I am not sure yet how to change the code to explain what I mean.
The issue I see, and let me know if I misunderstood something, is the
fact that you have to tell from which module you take your elements.
In the IoCs I know from Java, what you should tell is what you want
rather than from where.
For example,
If you have all your services that depend on a logging service, then I
would like each component to be able to say "I want the logging
service" without taking care of the source.
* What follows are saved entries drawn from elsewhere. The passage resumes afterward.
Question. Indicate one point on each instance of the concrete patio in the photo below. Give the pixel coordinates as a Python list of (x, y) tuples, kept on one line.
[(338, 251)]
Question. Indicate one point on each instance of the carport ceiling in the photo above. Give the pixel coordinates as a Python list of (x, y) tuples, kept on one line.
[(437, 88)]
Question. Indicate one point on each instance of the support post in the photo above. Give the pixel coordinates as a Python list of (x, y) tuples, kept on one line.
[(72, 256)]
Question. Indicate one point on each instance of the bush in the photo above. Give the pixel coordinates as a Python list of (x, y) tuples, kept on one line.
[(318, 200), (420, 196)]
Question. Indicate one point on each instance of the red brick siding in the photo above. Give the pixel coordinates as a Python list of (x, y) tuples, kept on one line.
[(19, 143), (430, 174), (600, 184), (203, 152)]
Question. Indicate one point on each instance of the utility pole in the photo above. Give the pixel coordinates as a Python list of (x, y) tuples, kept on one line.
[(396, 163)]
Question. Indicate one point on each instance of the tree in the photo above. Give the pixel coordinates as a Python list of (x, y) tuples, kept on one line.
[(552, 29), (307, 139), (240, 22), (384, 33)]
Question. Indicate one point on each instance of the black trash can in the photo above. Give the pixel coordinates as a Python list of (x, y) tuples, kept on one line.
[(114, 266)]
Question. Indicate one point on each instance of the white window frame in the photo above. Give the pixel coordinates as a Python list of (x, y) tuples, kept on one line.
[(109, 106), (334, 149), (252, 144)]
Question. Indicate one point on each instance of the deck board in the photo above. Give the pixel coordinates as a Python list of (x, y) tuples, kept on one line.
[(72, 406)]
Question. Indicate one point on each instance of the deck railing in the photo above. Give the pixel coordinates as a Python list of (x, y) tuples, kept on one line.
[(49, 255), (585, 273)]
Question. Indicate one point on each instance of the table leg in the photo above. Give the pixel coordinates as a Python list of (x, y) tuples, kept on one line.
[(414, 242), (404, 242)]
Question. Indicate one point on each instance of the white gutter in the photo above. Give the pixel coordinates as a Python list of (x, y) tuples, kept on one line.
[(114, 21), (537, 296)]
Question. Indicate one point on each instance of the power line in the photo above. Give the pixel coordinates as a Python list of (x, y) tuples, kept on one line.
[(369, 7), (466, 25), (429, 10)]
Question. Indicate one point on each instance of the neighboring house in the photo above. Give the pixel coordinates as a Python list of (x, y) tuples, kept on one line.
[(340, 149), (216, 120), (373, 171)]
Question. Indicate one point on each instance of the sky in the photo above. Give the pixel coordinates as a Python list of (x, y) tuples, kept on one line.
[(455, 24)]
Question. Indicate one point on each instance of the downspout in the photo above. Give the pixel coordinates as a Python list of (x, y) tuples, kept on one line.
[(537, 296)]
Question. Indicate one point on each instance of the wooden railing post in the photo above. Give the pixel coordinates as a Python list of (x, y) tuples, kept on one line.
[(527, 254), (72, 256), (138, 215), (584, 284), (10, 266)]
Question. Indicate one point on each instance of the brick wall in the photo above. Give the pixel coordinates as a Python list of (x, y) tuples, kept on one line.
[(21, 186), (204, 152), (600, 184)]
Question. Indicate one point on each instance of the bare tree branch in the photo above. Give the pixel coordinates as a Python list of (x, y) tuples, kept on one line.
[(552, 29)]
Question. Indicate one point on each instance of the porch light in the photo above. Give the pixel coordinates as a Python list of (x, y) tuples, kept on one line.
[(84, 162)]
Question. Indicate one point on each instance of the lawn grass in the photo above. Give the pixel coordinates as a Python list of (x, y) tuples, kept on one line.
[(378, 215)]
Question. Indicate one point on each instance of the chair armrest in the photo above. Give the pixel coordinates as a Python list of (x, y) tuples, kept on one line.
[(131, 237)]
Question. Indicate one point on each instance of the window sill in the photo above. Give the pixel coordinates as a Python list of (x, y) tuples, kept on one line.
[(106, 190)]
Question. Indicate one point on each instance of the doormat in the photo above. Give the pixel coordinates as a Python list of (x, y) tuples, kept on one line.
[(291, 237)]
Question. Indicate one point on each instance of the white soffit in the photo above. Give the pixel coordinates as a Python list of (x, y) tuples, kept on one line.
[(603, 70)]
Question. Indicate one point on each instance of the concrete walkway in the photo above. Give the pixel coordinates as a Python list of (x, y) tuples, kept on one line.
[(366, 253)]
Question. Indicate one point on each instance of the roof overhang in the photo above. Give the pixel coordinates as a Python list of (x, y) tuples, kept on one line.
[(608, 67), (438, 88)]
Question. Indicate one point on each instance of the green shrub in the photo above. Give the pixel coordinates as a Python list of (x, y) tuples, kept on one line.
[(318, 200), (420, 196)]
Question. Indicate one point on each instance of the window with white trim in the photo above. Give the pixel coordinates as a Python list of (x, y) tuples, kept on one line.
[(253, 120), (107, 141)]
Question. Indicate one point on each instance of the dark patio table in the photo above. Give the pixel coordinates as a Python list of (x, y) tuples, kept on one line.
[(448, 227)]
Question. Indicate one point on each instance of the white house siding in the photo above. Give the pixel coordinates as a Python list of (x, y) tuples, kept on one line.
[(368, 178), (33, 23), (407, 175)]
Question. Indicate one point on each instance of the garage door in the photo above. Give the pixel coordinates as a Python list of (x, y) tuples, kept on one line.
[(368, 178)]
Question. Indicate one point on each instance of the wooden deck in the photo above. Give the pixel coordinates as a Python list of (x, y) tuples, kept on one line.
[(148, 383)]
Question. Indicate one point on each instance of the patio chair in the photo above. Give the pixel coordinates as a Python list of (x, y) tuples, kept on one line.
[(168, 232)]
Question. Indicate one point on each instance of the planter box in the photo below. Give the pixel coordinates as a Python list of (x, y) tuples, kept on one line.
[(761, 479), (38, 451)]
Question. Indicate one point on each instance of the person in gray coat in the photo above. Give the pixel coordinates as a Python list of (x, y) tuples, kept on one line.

It could be a file logger,
a db logger or a System.out logger.
I think my issue is that I am use to get the instances from the
context and therefore I am use to see the context doing the wiring but
it seems here the modules are doing it.
My approach right now is the following:
I define together a Component + Module + Trait + Implementation trait
On each module I compose them with the components they need so it is
also very easy to understand what is going on.
But the issue with this approach is that it is impossible to tell the
module to use another implementation. For example, I want the context
to inject TestLogger instead of DBLogger during my tests. But because
I use the components I don't see how to do that efficiently.
Again I love the components idea because it makes it very clear what
is being used. But I fail to see how to make it modular as well.
Now that I think about it, tell me if I am right. What I should do is
to have two main modules:
Prod and Dev
Then for each Service I create two Components, one for prod and one
for dev. and then in my context, I can map which component I want and
I can mock whatever I want. Also, this way I can decide to take
ServiceA from Prod and ServiceB from Dev or both from Dev etc etc.
I think my issue was the concept of Module. I will try what I just
explained and I'll let you know.
Please tell me what you think about the idea.